Yeşil tasarım anlayışı yalnızca konutlarda değil, farklı yapı tiplerinde de yayılıyor. Singapur’daki Jewel Changi Havalimanı (2019), 1.400 ağaç içeren bir kapalı ormana ve 40 metrelik kapalı şelaleye sahip. Amsterdam’daki Hotel Jakarta (2018), sürdürülebilir bambu iç mekanları ve tropik bahçeleriyle dikkat çekiyor. Rotterdam’daki The Depot, çatı katında 40 metre yükseklikte bir ormana ev sahipliği yapıyor.
Tayvan’daki Tao Zhu Yin Yuan adlı 21 katlı kule, 23.000 bitkisiyle yılda yaklaşık 130 ton CO2 emiyor. Cephedeki bitkiler, soğutma etkisi sayesinde klima ihtiyacını %30 azaltıyor.
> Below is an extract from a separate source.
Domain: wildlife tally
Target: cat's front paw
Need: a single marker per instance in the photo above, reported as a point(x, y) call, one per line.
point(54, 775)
Dönebilen balkonları ve hava sirkülasyonu sağlayan baca sistemleri, doğadan ilham alan mühendislik çözümlerini yansıtıyor.
Dikey ormanlar, daha az alan kaplayarak doğaya yer açıyor ve sel riskini azaltıyor. Vincent Callebaut, projelerinin “kentleri artık birer iklim sorunu değil, çözüme katkı sağlayan canlı sistemler” haline getirdiğini ifade ediyor. “Doğa ne bir engel ne de süs; tasarımın temel ilkesi” diyor. Binaları ise “CO2 emen, enerji üreten ve biyolojik çeşitliliği barındıran yaşanabilir ağaçlar” olarak tanımlıyor.
Çin’in Guangxi eyaletindeki Liuzhou kentinde, 30.000 kişiye ev sahipliği yapacak Forest City projesi onaylandı ve tüm enerjisini kendi üretecek şekilde tasarlandı. Meksika’daki Cancun Smart Forest City ise, fosil yakıtlı araçları yasaklama hedefiyle yola çıkıyor.
Son olarak, Milano’da her şeyin başladığı bina, çatıdaki güneş panelleriyle enerji topluyor ve yeraltı suyunu yukarı çekerek gerçek bir ağaç gibi çalışıyor. Filozof Emanuele Coccia, “Doğa yalnızca geçmişte var olmuş bir şey değil; her zaman teknolojik geleceğimiz olacak” diyor. Boeri’ye göre ise, dikey ormanlar yalnızca birer yapı değil, aynı zamanda “yaşayan doğanın insanlar için inşa edilmiş alanlara geri dönmesi gerektiğini savunan siyasi bir manifesto.”, “Ne eksik ne fazla.”